72      La procédure revêtant, à l’égard des parties au principal, le caractère d’un incident soulevé devant la juridiction de renvoi, il appartient à celle-ci de statuer sur les dépens. Les frais exposés pour soumettre des observations à la Cour, autres que ceux desdites parties, ne peuvent faire l’objet d’un remboursement.

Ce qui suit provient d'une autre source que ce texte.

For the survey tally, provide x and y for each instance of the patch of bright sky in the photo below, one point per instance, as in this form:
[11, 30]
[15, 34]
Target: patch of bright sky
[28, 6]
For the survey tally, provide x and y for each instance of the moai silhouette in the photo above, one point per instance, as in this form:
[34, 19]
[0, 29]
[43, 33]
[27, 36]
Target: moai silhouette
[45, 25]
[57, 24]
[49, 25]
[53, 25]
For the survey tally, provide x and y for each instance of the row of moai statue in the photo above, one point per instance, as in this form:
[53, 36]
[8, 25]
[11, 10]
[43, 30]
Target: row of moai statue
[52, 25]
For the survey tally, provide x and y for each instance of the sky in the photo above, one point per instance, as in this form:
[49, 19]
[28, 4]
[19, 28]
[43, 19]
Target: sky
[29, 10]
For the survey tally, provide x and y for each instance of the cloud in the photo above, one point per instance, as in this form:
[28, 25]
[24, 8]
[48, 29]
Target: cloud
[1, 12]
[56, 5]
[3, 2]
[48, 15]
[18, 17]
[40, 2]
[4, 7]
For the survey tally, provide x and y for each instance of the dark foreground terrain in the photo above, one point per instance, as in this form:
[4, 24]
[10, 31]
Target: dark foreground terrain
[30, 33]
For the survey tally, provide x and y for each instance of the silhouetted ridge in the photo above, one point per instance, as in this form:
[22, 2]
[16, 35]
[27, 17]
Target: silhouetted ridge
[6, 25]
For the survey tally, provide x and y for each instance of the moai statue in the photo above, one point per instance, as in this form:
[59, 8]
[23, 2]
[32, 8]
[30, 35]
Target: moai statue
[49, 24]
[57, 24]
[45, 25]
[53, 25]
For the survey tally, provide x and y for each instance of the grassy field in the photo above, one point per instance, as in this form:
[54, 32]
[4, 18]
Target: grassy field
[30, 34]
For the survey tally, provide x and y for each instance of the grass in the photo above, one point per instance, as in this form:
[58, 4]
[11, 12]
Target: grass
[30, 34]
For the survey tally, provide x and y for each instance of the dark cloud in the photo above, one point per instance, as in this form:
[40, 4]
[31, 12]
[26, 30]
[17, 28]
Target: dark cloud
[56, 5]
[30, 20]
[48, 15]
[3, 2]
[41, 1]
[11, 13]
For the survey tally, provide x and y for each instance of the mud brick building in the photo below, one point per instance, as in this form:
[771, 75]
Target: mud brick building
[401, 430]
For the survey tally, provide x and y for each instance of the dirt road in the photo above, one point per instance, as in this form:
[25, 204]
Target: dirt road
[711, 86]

Par ces motifs, la Cour (deuxième chambre) dit pour droit :

L’article 1er du règlement (UE) n° 1215/2012 du Parlement européen et du Conseil, du 12 décembre 2012, concernant la compétence judiciaire, la reconnaissance et l’exécution des décisions en matière civile et commerciale, doit être interprété en ce sens qu’une action visant à obtenir le paiement d’une créance constituée de suppléments pour l’indemnité de congés payés, détenue par un organisme collectif de droit public contre un employeur, au titre du détachement, dans un État membre, de travailleurs qui n’y ont pas leur lieu de travail habituel, ou dans le cadre de la mise à disposition, dans cet État membre, de main-d’œuvre, ou contre un employeur dont le siège se situe hors du territoire dudit État membre au titre de l’emploi de travailleurs ayant leur lieu de travail habituel dans le même État membre, relève du champ d’application de ce règlement, pour autant que les modalités d’exercice d’une telle action ne dérogent pas aux règles de droit commun et, notamment, n’écartent pas la possibilité pour le juge saisi de contrôler le bien-fondé des données sur lesquelles repose la constatation de ladite créance, ce qu’il incombe à la juridiction de renvoi de vérifier.

Signatures


*      Langue de procédure : l’allemand.